Birding While Indian by Thomas C. Gannon

Birding While Indian traces Thomas C. Gannon’s childhood to the present day through reflections on birds he observed and recorded during his life as part-Lakota inhabitant of the Great Plains. Birding serves as a source of solace during Gannon’s traumatic experience in an Indian boarding school in South Dakota and colonialism’s erasure of native lands and peoples alike. Through bird watching, Gannon navigates his own exploration of his mixed identity while finding himself in nature and the words of Indigenous authors. More than a memoir, Birding While Indian is a rich reflection on one man’s journey to forge a relationship with the natural world.

Unbroken by Angela Sterritt

Once a Gitxsan teenager navigating life on the streets of British Columbia and documenting her experiences in her journal to survive, Angela Sterritt is an acclaimed journalist shedding light on the danger and violence facing Indigenous women and girls. In this breathtaking debut, Sterritt merges memoir and investigative journalism to not only reflect on her own backstory but carry out investigative reporting into cases of missing and murdered Indigenous women, demonstrating how colonialism and racism devalue their lives. Sterritt relied on her Indigenous community as her journey led her to college and finding her voice as an investigative journalist, and her empathy for victims and survivors drives her investigations into the lives of the missing women society often overlooks. Exposing racism and demanding accountability from the media and the public, Sterritt demonstrates the enduring strength of Indigenous women healing from the trauma of the past.

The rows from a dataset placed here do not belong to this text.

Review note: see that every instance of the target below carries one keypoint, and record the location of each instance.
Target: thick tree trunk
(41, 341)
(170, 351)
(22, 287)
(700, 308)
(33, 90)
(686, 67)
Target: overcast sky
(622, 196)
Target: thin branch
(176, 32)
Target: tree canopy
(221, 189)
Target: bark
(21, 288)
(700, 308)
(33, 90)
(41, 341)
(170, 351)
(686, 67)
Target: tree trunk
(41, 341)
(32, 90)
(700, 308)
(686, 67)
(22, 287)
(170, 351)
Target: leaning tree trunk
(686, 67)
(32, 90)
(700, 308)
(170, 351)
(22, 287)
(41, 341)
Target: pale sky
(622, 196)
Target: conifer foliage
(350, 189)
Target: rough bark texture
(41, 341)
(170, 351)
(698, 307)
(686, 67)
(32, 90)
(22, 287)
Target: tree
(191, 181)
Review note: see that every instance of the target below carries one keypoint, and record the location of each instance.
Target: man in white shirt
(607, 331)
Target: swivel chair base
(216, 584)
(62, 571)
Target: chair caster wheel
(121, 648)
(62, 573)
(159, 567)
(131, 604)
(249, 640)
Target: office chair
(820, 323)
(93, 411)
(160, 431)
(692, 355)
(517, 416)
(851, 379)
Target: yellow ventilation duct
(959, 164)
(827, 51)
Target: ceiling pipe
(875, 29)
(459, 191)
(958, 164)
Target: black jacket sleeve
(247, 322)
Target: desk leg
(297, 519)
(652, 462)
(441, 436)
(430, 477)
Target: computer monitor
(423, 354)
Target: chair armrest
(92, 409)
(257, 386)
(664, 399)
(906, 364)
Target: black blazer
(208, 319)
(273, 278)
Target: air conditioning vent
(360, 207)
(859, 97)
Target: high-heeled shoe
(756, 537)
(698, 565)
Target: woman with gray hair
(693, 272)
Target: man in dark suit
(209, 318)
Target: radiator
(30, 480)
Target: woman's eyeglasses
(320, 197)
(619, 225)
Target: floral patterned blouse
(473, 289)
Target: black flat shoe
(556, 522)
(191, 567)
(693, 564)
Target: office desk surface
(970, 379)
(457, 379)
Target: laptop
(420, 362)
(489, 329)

Thinning Blood by Leah Myers

Leah Myers, the last member of the Jamestown S’Klallam Tribe in her bloodline, pens an intimate memoir that excavates the stories of four generations of women in her family. Beginning with her great-grandmother, the last full-blooded Native member, she constructs her family’s totem pole, where a totem represents each woman: protective Bear, defiant Salmon, compassionate Hummingbird, and finally Raven. She weaves in personal anecdotes, tribal folktales, Native history and mythology to tell the wider story of how “her culture is being bleached out.” A reclamation of and testament to her Native identity, Thinning Blood is a powerful meditation on the importance of heritage and family ties.

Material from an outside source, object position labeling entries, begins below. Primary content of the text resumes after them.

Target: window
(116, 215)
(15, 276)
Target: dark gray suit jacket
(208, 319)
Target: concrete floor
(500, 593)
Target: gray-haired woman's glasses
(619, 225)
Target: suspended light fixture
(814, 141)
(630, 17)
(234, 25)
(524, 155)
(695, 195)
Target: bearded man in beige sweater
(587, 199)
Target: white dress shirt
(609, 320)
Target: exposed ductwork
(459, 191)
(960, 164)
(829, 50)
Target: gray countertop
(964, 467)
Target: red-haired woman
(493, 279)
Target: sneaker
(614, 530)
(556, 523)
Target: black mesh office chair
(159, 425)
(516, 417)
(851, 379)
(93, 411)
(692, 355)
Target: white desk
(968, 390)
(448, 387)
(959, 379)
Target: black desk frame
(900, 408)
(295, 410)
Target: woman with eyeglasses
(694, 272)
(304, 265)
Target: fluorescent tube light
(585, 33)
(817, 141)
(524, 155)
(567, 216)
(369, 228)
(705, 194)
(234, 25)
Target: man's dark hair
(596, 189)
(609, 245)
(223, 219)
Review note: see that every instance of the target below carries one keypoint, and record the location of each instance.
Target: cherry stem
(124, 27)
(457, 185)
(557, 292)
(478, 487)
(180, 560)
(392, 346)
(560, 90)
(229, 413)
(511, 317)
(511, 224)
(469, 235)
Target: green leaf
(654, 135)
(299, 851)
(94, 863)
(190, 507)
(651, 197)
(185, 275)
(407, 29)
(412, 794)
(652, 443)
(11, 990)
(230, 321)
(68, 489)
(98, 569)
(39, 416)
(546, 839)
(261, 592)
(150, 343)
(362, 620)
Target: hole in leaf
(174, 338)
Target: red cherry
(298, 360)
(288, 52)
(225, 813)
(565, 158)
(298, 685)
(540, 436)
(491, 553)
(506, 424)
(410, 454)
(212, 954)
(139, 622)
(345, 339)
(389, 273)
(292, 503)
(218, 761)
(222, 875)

Searching for Savanna by Mona Gable

In the summer of 2017 in Fargo, North Dakota, twenty-two-year-old Savanna LaFontaine-Greywind, who was eight months pregnant at the time, disappeared. A week later, police arrested her white upstairs neighbors after discovering them with her newborn baby girl, before finding her body floating in a nearby river. The horrifying crime drew renewed attention to the epidemic of sexual and physical violence encountered by Native women and girls. Searching for Savanna confronts this dehumanization of Indigenous women and the complicity of government inaction. Featuring personal testimony, interviews, and trial analysis, Searching for Savanna investigates these atrocities and the decades-long struggle by Indigenous activists for meaningful change.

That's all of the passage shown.